Corn following corn has been a significant asset for us in the last several years; it allows our production to flow with the market. When fertilizer is high, we may plant more beans; if the price of beans doesn’t justify growing them, we can continue to plant corn.

Several issues can come up with planting corn following corn; two of the most important for us are insect & disease pressure and fighting heavy residues in our no-till conditions. These lead to a yield drag compared to a conventional corn-bean rotation.
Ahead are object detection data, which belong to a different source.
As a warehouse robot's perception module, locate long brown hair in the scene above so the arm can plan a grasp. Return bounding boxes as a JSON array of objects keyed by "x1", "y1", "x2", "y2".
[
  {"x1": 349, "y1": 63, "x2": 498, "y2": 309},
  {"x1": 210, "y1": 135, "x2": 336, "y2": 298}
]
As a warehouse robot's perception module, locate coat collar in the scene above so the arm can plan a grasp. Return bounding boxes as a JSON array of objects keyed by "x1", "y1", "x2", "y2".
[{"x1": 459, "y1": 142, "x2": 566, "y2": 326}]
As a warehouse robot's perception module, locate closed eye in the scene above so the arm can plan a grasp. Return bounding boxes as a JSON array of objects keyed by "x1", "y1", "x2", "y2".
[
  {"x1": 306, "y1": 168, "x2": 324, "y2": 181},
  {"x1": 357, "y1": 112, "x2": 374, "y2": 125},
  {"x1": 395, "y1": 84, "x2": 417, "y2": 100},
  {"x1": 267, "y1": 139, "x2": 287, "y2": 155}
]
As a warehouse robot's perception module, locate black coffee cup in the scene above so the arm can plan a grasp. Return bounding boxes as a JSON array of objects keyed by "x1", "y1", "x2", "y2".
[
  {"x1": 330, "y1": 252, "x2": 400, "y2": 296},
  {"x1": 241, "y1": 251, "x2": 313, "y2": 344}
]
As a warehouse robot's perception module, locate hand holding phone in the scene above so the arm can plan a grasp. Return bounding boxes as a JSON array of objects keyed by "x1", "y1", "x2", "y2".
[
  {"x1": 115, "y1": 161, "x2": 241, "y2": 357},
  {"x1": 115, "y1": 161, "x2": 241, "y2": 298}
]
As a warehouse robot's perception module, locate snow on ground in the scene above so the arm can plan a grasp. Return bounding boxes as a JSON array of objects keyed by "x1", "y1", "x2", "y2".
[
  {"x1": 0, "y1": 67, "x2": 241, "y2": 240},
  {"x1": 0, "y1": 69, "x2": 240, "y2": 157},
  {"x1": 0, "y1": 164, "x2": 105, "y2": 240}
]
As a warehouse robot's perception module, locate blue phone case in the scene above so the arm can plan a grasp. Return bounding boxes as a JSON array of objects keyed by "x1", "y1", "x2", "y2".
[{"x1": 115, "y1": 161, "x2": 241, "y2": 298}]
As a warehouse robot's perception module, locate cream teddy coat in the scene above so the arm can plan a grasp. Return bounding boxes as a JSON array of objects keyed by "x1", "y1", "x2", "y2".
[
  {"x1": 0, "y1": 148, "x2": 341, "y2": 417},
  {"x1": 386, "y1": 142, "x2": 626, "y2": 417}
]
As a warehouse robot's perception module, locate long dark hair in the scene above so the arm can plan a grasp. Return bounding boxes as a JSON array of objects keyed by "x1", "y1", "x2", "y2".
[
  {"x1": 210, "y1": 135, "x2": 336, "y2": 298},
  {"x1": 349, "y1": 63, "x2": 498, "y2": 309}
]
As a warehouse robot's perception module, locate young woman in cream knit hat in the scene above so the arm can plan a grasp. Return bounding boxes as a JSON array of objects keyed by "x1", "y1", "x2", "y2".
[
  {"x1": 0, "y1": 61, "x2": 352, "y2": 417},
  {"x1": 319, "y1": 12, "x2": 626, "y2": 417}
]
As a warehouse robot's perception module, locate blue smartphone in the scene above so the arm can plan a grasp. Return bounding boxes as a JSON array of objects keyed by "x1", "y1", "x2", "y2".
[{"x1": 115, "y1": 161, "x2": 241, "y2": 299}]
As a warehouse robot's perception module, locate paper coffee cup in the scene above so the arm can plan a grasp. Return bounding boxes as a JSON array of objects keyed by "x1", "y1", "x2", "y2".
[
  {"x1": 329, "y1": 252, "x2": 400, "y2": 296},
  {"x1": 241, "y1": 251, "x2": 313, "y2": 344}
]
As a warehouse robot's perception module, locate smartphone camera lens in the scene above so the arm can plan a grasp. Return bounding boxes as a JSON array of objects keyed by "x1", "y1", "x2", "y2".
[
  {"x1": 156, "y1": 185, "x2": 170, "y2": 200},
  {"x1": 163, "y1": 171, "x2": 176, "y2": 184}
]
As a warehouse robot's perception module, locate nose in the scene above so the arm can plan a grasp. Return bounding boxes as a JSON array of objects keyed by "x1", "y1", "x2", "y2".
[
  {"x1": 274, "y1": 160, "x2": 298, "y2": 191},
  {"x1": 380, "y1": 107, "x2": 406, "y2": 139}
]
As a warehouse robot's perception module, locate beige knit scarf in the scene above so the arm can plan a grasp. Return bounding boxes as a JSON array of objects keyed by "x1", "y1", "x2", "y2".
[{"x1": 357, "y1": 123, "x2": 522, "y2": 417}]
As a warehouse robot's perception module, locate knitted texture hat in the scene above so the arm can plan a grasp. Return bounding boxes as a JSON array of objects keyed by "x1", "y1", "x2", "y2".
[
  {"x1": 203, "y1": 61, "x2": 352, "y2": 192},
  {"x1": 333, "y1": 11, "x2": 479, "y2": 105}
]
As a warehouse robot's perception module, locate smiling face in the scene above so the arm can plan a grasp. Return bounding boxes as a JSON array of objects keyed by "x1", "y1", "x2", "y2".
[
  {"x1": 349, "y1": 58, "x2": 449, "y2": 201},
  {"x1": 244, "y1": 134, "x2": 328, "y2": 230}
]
However, over the last couple of decades, we have seen a narrowing in that yield gap, going anywhere from 15% to 0-5% yield loss today.

We narrowed this gap several ways; one of the most important things we do is utilize Pioneer® brand Qrome® genetics. Qrome uses the same triple-stack technology we have used in the past to fight insect pressure like corn rootworm, but it uses a more efficient breeding process that gives us access to more hybrids. In 2019, we tested Qrome and compared it to our traditional triple-stack hybrids. Not only did it win that contest, but it also came out on top of all our hybrids that season. Since then, we have solely used Qrome products on corn-on-corn ground.

Planning ahead to the 2022 growing season, we still plan to utilize Qrome hybrids when necessary, but we expect to see a drop in the amount of corn on corn acres we plant. Without those acres, we will have less need for the triple stack technology in Qrome. The high price of nitrogen fertilizer has made corn on corn less profitable than in previous years due to the higher volume of nitrogen needed. We intend to watch the fertilizer and corn marker closely and switch any acres back that we can. Qrome will be our first option of corn to plant on those acres.